At the end of the passage, facing the ravine, I stood and talked to Guinea, while Alf was hitching the mare to the buck-board. The sun was well over to the west, pouring upon us, and in the strong light I noted the clear, health-hue of her complexion. A guinea chicken, swift and graceful, ran round the corner of the house, and, nodding toward the fowl, I said: "I am talking to her namesake and she is jealous."
I thought that the shadow of a pout crossed her lips, but she smiled and replied: "If my real name were not so ugly I'd insist upon people calling me by it. I hate nicknames."

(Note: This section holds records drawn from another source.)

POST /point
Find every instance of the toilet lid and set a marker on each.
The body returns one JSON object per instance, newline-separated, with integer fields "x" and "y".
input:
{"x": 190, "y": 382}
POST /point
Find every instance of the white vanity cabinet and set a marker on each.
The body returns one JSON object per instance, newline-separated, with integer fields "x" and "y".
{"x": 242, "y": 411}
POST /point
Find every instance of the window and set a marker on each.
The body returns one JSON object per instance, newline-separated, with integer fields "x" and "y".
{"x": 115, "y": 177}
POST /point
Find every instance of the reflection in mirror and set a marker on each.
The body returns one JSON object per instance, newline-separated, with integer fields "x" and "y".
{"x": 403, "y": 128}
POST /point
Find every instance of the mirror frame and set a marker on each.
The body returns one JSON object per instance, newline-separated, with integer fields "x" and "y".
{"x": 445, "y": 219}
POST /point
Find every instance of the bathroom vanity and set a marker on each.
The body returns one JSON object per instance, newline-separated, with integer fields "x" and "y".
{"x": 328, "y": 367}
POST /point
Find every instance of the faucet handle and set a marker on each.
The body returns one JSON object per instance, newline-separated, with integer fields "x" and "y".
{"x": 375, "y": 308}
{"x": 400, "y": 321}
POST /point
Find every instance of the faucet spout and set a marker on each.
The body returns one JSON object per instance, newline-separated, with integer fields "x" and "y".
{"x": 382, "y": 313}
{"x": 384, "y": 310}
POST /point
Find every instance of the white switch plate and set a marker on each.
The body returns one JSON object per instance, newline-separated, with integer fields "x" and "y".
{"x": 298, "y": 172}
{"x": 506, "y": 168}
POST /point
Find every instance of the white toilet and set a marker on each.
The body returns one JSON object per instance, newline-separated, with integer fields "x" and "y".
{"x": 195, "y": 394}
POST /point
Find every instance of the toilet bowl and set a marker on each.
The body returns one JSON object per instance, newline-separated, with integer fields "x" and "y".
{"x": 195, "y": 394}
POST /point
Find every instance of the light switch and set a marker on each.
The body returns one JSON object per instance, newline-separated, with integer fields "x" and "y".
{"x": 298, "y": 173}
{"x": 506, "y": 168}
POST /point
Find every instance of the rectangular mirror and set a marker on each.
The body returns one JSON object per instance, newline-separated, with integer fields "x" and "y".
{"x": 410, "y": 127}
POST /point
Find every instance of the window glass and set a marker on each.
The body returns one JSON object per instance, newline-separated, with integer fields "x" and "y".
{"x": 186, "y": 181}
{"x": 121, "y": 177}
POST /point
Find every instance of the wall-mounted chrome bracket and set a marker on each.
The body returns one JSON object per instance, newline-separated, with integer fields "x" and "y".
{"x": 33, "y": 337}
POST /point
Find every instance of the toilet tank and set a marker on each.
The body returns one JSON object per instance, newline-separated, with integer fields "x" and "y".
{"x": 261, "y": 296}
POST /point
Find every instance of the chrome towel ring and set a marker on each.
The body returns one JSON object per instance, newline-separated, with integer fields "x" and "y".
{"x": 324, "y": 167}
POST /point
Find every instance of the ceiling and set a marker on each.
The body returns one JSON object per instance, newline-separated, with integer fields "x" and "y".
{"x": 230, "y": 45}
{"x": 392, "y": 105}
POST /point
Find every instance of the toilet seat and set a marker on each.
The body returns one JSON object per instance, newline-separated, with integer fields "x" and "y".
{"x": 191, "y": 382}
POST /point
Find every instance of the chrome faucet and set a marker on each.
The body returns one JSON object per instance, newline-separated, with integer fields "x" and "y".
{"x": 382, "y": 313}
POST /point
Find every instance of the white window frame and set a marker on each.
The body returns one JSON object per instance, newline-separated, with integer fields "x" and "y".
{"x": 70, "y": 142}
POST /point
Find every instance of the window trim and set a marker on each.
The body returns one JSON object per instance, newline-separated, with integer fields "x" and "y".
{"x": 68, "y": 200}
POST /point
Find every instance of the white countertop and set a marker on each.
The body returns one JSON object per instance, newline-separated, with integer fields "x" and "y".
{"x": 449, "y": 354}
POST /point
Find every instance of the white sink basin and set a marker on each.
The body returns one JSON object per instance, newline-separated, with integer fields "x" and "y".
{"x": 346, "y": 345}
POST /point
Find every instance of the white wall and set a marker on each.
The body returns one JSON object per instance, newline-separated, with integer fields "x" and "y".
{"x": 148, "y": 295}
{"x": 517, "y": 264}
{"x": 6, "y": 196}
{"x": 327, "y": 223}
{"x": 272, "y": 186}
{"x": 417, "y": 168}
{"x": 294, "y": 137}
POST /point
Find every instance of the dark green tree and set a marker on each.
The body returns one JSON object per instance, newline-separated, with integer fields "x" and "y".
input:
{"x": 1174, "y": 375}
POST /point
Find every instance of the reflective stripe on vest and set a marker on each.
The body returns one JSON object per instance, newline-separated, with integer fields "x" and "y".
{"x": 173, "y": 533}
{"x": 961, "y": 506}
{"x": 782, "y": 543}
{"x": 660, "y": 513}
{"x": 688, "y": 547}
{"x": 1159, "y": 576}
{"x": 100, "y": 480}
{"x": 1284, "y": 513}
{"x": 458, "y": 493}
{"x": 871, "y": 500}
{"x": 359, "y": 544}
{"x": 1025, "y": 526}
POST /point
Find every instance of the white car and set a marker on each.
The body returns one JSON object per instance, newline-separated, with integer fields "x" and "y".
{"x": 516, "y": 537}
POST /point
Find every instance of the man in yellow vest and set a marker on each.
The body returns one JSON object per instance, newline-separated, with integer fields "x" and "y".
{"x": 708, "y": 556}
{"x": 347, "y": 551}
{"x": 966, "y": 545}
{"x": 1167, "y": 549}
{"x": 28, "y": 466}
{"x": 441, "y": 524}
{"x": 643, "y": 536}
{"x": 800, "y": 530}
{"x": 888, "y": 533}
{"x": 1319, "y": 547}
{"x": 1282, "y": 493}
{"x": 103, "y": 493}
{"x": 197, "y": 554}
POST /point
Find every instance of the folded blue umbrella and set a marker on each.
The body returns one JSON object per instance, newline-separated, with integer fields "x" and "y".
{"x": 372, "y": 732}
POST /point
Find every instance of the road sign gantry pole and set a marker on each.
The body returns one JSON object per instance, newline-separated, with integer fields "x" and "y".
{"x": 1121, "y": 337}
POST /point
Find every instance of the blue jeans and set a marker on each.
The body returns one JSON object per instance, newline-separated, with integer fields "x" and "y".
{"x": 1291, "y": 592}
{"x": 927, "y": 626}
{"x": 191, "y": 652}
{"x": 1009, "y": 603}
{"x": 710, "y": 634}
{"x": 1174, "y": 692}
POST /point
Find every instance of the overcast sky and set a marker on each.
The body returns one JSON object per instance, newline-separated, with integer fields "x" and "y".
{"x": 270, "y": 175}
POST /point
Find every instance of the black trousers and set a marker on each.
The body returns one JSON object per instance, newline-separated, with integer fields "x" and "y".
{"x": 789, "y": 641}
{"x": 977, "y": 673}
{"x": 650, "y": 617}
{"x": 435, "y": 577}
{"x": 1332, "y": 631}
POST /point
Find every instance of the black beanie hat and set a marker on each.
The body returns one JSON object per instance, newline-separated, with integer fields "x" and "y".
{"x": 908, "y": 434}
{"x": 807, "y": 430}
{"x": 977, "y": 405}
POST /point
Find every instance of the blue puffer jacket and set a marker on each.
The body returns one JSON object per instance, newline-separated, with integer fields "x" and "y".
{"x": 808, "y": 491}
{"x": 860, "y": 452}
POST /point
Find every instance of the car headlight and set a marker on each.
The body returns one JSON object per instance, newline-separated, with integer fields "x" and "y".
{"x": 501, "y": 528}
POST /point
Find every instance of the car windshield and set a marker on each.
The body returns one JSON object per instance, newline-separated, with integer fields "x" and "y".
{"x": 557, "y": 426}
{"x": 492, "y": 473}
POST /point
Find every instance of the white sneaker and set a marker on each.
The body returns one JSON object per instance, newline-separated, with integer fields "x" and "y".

"But sometimes they are appropriate," I rejoined.
"But when they are," she said, laughing, "they never stick. It's the disagreeable nickname that remains with us."
"Is that the philosophy you learned at Raleigh?" I asked.
She shrugged her shapely shoulders, laughed low in her throat and answered: "I haven't learned philosophy at all. It doesn't take much of a stock of learning for a girl who lives away out here."
"But she might strive to learn in order to be fitted for a better life, believing that it will surely come."
"How encouraging you are, Mr. Hawes. After a while you may persuade me that I am really glad that you came."
"You have already made me glad," I replied.
"Have I? Then mind that I don't make you sorry. Alf's waiting for you."